Пробираясь через снег, я добрался до парка. Ледяные деревья тихо покачивались в неподвижности, их голые ветви словно царапали плотные облака в попытке освободиться.
Осторожно идя по тропинке, которая вела через парк, я вспомнил моменты из детства. Воспоминания о том, как играл в футбол с друзьями в этом самом парке, как смотрел закат с моей первой любовью и слушал музыку в юности.
Теперь, когда я шел по парку, эти воспоминания казались древней историей, трудно было поверить, что все это случилось в мире, который теперь погружен в тишину и неподвижность.
Слева от меня бледное зимнее небо отражалось в пруду, который, казалось, хранил тайну – безмолвную и бесконечную.
Моя первая мысль была, что это сон, и я ущипнул себя на всякий случай. Но моя кожа затрепетала от дискомфорта, подтверждая реальность происходящего.
Мое внимание привлек блеск серебра – велосипед, застывший на пустынной улице. Я пошел к нему и при ближайшем рассмотрении обнаружил, что он не тронут временем. Его цепь была неподвижна, шины не были смяты под весом, на руле не было отпечатков пальцев.
Совсем рядом меня манил открытой дверью продуктовый магазин.

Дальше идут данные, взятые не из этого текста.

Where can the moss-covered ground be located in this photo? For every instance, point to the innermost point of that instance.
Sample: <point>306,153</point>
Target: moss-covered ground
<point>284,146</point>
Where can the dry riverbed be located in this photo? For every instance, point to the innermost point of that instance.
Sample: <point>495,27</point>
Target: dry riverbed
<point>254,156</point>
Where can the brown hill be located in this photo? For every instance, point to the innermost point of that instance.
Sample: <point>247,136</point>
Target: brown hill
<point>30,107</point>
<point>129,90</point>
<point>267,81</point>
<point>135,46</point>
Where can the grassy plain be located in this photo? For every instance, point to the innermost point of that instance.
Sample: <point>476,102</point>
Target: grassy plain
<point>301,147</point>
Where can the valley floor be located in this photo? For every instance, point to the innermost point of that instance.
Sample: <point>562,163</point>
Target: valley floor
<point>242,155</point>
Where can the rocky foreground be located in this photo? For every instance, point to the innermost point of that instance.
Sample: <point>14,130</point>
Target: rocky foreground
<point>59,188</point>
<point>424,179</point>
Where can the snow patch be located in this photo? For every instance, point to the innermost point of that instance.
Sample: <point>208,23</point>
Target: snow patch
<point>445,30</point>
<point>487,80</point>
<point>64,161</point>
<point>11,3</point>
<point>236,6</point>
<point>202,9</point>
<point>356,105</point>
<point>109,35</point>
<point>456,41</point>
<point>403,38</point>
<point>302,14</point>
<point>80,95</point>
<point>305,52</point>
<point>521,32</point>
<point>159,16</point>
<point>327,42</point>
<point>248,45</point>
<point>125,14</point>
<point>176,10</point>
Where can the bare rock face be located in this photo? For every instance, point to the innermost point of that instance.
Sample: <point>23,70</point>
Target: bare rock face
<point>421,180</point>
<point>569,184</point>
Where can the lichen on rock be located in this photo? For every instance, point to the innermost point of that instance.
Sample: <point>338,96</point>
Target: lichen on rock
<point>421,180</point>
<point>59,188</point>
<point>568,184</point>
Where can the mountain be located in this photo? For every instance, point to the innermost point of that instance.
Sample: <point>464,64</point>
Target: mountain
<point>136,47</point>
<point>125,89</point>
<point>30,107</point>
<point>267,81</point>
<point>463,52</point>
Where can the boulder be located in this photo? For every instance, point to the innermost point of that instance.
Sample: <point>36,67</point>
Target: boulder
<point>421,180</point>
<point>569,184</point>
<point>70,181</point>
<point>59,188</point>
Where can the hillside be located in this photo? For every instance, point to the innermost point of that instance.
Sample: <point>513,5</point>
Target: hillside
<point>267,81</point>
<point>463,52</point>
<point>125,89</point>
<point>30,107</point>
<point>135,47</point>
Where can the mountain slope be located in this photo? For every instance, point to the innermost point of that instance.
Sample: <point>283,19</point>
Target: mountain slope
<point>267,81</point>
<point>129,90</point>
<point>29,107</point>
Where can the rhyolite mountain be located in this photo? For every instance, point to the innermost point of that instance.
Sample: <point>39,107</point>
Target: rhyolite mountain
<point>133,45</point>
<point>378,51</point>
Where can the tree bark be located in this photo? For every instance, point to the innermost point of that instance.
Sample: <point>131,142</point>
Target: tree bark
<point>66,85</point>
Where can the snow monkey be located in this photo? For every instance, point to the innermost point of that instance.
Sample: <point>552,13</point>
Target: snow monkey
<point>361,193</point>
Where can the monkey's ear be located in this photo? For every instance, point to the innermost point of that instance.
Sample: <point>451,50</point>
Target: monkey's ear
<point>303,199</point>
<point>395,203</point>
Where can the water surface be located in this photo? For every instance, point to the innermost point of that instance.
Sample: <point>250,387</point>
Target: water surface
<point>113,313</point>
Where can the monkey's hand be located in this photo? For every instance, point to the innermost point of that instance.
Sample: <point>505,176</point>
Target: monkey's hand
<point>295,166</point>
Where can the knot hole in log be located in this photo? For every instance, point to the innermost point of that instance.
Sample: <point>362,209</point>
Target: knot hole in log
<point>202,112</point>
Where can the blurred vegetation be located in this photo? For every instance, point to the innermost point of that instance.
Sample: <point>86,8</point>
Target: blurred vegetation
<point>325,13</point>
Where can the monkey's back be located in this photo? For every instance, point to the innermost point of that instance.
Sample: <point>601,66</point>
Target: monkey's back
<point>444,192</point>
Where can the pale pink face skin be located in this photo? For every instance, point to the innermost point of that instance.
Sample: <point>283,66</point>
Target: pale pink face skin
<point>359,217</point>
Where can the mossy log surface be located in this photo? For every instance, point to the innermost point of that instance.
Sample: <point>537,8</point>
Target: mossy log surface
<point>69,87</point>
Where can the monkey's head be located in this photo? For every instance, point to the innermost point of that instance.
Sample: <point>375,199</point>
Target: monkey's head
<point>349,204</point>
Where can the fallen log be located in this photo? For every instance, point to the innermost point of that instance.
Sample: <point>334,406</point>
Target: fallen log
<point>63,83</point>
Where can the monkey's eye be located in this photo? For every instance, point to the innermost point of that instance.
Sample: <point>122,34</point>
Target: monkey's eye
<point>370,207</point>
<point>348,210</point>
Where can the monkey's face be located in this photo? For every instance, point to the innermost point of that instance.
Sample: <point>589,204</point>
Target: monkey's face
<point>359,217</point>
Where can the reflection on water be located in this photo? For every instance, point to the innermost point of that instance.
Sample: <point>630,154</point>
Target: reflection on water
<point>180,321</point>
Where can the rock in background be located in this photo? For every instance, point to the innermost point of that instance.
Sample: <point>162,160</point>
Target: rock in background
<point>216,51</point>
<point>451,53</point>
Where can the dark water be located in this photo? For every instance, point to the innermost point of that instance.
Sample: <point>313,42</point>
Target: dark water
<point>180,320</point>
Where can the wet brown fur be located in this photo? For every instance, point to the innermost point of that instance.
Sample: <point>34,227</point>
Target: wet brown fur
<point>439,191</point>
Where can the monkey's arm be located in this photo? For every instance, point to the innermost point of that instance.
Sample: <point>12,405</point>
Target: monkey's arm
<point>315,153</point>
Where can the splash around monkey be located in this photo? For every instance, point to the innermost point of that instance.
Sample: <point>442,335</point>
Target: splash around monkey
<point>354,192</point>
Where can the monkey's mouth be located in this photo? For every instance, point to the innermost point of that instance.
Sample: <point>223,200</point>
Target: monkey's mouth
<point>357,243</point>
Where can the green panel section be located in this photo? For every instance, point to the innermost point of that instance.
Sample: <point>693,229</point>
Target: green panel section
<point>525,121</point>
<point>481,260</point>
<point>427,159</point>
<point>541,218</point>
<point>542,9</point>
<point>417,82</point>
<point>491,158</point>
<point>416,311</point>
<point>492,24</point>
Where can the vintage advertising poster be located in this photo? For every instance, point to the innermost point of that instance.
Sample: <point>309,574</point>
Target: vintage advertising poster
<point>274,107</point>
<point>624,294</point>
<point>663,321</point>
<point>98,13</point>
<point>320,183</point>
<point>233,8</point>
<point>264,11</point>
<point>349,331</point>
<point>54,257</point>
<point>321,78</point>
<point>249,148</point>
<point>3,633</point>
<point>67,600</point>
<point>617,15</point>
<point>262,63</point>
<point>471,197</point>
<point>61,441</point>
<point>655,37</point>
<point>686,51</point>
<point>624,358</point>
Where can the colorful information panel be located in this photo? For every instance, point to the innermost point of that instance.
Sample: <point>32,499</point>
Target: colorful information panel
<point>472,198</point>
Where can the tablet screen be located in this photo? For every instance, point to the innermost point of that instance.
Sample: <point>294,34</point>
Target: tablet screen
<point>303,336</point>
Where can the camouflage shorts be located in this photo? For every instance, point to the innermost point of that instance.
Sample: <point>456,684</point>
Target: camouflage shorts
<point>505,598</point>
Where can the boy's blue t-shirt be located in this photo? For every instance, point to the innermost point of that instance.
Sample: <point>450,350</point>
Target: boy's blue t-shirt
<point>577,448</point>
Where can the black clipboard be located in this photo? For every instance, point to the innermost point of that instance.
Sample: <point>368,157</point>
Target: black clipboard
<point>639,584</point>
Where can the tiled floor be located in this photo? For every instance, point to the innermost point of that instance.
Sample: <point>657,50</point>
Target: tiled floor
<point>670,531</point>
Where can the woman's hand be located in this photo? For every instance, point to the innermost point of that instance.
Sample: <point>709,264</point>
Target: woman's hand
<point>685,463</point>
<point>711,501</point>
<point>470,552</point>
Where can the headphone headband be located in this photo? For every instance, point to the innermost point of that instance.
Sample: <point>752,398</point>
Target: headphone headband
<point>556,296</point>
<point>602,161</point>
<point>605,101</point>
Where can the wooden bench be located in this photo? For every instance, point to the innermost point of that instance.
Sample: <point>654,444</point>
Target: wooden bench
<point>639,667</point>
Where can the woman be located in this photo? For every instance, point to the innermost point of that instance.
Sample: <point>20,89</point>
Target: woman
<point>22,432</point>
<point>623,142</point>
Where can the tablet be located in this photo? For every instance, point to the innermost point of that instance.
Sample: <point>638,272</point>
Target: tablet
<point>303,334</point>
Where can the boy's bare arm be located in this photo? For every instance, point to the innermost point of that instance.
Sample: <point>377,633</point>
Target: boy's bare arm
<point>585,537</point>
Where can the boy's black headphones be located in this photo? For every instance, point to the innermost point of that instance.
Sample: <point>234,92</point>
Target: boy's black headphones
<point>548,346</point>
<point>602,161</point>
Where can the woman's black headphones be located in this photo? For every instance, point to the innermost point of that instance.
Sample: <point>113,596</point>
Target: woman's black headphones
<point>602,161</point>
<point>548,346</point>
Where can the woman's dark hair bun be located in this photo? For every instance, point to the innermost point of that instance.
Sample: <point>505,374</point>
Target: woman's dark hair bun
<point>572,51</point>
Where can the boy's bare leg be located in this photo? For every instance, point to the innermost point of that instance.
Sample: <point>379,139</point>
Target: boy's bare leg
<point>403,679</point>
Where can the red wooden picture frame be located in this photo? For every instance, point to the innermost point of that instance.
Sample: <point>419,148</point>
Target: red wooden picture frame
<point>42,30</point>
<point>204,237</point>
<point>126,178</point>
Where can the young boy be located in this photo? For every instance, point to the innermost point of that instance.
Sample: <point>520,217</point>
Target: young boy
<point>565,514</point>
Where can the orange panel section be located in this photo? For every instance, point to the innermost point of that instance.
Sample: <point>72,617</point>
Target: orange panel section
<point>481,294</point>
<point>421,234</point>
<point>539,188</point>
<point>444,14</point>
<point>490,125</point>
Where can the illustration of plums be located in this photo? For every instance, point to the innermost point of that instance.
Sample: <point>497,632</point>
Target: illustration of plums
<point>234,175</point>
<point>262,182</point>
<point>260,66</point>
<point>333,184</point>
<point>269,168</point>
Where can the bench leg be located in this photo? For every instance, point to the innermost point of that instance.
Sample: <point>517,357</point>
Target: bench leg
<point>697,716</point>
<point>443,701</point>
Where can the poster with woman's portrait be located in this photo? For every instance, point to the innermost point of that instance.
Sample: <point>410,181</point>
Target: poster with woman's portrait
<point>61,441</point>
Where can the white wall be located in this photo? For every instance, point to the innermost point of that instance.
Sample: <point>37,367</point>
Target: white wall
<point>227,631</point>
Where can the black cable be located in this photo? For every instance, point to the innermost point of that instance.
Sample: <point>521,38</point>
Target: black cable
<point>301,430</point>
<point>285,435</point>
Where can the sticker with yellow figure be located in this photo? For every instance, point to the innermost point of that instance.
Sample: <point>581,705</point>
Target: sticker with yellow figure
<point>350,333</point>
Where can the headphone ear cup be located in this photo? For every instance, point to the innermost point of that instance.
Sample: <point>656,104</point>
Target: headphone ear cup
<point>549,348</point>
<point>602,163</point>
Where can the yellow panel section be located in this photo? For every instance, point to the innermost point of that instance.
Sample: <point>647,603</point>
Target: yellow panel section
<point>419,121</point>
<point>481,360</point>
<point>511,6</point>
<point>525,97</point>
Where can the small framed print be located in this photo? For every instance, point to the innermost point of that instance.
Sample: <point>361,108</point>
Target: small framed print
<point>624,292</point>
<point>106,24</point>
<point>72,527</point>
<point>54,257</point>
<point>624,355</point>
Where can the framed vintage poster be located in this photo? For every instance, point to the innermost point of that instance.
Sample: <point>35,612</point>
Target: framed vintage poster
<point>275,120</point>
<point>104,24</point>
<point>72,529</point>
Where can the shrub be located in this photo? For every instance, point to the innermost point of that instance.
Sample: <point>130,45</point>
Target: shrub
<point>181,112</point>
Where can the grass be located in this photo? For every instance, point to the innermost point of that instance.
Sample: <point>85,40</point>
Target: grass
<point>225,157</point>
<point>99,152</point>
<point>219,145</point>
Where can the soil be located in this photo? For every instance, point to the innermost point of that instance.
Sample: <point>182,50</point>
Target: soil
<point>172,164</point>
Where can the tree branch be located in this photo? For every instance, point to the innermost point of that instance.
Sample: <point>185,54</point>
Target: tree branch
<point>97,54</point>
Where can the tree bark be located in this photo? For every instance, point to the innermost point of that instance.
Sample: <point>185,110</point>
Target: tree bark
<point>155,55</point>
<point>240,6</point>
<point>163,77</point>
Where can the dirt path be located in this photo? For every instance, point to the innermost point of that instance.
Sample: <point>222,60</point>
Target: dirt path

Я подошел к нему, и дверь захлопнулась от ветра. Кассир и трое покупателей внутри застыли, словно восковые фигуры, замерев посреди своих будничных дел.
Некоторые покупатели, замершие в процессе извлечения товаров из своих корзин или пакетов, выглядели неуклюже, будто их разместили в странной галерее искусств – обычные люди, навечно замороженные во времени. Я двигался среди них, слыша только биение собственного сердца, отдающееся эхом в пустых проходах.
Отражаясь от пустых полок, я взял яблоко.
Его кожа была холодной и скользкой под моими пальцами, сохраняя легкую влажность, как будто его только что сорвали.
– Что, черт возьми, здесь происходит? – воскликнул я.
Покинув магазин, я направился в офис, где работал.
Если где-то и должно было продолжаться движение, то в офисе, наполненном постоянным тиканьем часов и механической ритмичностью жизней сотрудников.